RegretsYou might not know but for many job seekers, an interview starts earlier than they think. The interview starts with the interaction with the front desk. Surprisingly there are some candidates who are rude to those at the front desk which becomes a big turnoff for other decision makers. Hiring managers understand that candidates always try to appear better than they really are. So seeing a candidate in his/her true colors helps HRs make the informed decision. No matter what happens around just be nice to everyone and treat everybody with respect and courtesy. This will keep you from being disqualified even before you walk in the interview room.

Such simple reminders can help you get the job. Every job seeker knows that pretty much any job interview is about answering questions of a hiring manager or interviewer. Yes, they say it is all about two people talking about the job, but the matter of the fact is that the conversation is driven by the questions asked by a hiring manager. Depending on how you answer those questions the interviewer will make an appropriate decision. But for some reason, there is a stereotype among job seekers that they have to know everything and answer any question. As a result, they try to guess the answers they don't know which looks awkward and unprofessional.

Be honest and don't makeup answers that you don't know; it will do more harm than good anyway. At the end of an interview usually, candidates are given a chance to ask some questions. This is a chance not only to find out information about the company but also an opportunity to demonstrate interest and preparedness. Take time to talk something other than your salary or vacation time. People who ask questions about these things will unlikely make the impression of a candidate who is excited about the job itself. It is much better to ask specific questions about the company.
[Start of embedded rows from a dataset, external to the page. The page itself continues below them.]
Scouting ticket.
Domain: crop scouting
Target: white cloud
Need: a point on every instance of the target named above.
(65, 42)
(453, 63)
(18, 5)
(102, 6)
But don't ask for information you can easily find on their website or on Google. Maybe within a few days, we will provide recommendations on what kind of questions job seekers should be asking. But that would be a different blog post.

The Awkward Goodbye

Many candidates worry about how they should say goodbye. It is important because it is sort of completes the first impression. No matter how good the interview went or how much rapport you have built with the interviewer don't give a high five or hug. Go with a classical firm handshake. Make sure it isn't too weak though or too aggressive as they don't give off the best first impression.